The IMCI feature notably accelerates queries executed by using SQL statements by up to one hundred folds. The following section provides a query test to verify the acceleration effects. The data tables and SQL statements contained in the standard TPC-H benchmark are used in the example.
Test method: TPC-H is a commonly used benchmark that is developed and released by the Transaction Processing Performance Council (TPC) to evaluate the analytic query capabilities of databases. The TPC-H benchmark contains eight tables and 22 complex SQL statements. Most of the queries contain JOIN clauses on several tables, subqueries, and GROUP BY clauses.

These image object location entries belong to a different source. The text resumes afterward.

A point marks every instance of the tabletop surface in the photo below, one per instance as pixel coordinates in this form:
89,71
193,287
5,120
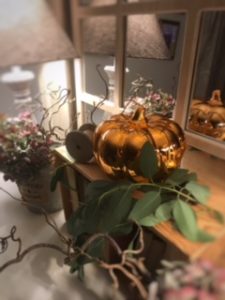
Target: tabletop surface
42,273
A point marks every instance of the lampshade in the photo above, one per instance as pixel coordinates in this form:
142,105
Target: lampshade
144,36
30,34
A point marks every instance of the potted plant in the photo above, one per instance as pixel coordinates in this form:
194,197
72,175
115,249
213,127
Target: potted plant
26,158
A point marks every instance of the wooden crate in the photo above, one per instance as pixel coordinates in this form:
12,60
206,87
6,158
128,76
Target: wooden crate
163,241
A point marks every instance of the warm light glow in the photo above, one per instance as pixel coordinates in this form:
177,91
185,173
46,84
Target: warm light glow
54,75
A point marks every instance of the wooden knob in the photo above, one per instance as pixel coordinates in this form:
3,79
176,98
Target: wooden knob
79,143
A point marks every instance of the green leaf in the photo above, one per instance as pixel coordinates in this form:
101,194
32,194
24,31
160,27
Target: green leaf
115,208
145,206
148,161
185,219
180,176
149,221
204,237
200,192
164,211
98,187
218,216
58,176
122,229
95,250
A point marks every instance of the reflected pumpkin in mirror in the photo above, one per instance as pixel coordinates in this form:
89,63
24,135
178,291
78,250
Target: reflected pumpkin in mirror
119,140
208,117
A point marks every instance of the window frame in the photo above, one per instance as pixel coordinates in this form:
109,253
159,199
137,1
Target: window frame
192,9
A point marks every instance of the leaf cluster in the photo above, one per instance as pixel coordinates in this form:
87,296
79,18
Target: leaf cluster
112,208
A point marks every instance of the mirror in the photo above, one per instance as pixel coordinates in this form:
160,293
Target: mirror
152,62
206,113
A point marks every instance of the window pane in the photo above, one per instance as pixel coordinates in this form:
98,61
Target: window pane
99,45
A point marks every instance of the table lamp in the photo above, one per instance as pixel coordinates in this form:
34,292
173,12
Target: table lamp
144,38
29,34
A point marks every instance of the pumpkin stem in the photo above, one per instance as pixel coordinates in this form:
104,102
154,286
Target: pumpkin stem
139,114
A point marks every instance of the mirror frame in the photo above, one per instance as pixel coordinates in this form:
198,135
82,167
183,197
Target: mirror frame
122,9
187,75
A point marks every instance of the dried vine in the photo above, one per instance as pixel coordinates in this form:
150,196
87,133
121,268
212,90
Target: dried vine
131,265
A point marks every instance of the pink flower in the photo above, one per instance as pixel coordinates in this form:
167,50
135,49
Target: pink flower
25,115
205,295
171,295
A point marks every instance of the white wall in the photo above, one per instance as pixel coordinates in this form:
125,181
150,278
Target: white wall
6,95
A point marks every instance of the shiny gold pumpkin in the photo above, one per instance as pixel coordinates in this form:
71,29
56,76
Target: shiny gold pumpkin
119,140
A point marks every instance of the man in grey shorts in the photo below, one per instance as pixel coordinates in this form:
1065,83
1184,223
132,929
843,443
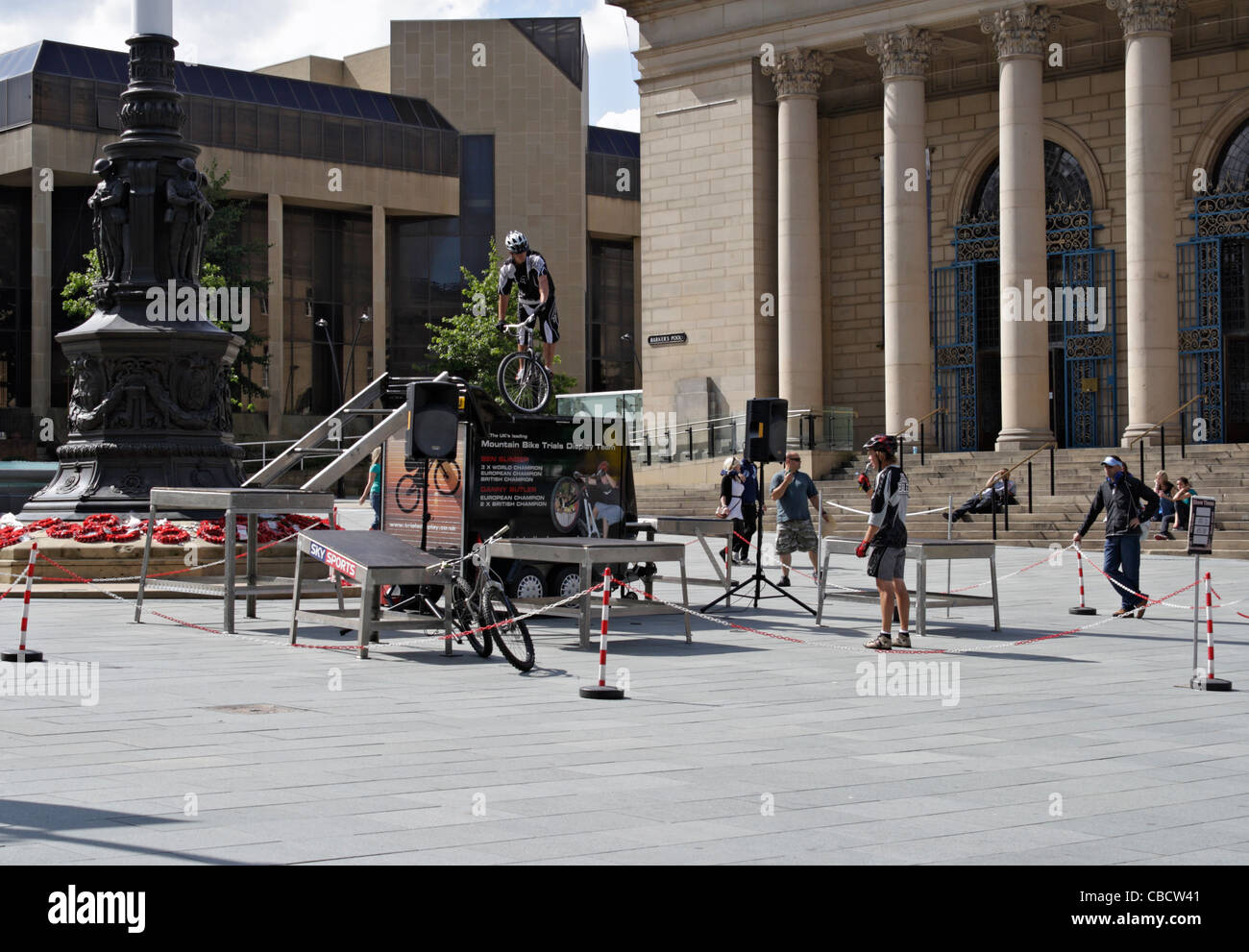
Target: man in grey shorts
887,540
794,491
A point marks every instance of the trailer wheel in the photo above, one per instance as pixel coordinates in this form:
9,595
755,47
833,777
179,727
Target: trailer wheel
527,582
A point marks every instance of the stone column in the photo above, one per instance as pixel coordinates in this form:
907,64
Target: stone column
1019,36
797,76
1153,317
903,57
380,304
40,300
278,368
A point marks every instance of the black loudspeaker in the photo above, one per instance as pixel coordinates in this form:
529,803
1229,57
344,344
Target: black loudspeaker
767,428
432,420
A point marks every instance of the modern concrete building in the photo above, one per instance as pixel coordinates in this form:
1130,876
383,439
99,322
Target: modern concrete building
370,179
841,199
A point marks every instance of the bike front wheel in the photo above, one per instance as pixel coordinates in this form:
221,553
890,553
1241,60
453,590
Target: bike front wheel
511,634
467,616
524,382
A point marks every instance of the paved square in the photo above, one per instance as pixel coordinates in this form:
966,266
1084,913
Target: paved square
736,748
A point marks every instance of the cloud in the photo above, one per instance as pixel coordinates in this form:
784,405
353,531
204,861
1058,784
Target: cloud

In this example, a test based on the TPC-H benchmark is implemented, but it does not meet all the requirements of a TPC-H benchmark test. Therefore, the test results are incomparable with the published results of the TPC-H benchmark test.
Data size: 100 GB.
Compare performance between IMCI-enabled and IMCI-disabled scenarios
The following figure shows the response time difference between IMCI-enabled and IMCI-disabled scenarios when 22 complex SQL statements of the TPC-H benchmark are executed.
Compare performance between ClickHouse and IMCI-enabled PolarDB for MySQL
The following figure shows the response time difference between ClickHouse and IMCI-enabled PolarDB for MySQL when 21 complex SQL statements of the TPC-H benchmark are executed. The two databases have the same amount of data and the same data schema. Query Statement 21 is not executed because ClickHouse does not support Query Statement 21.
The IMCI feature notably accelerates most complex queries by up to one hundred folds.
Each of the traditional OLAP database service ClickHouse and IMCI-enabled PolarDB for MySQL has their own advantages. PolarDB for MySQL excels in single table scan and aggregation and JOIN scenarios. In the future, the IMCI feature of PolarDB for MySQL will be tuned on an ongoing basis and make a breakthrough in terms of aggregation acceleration and window functions.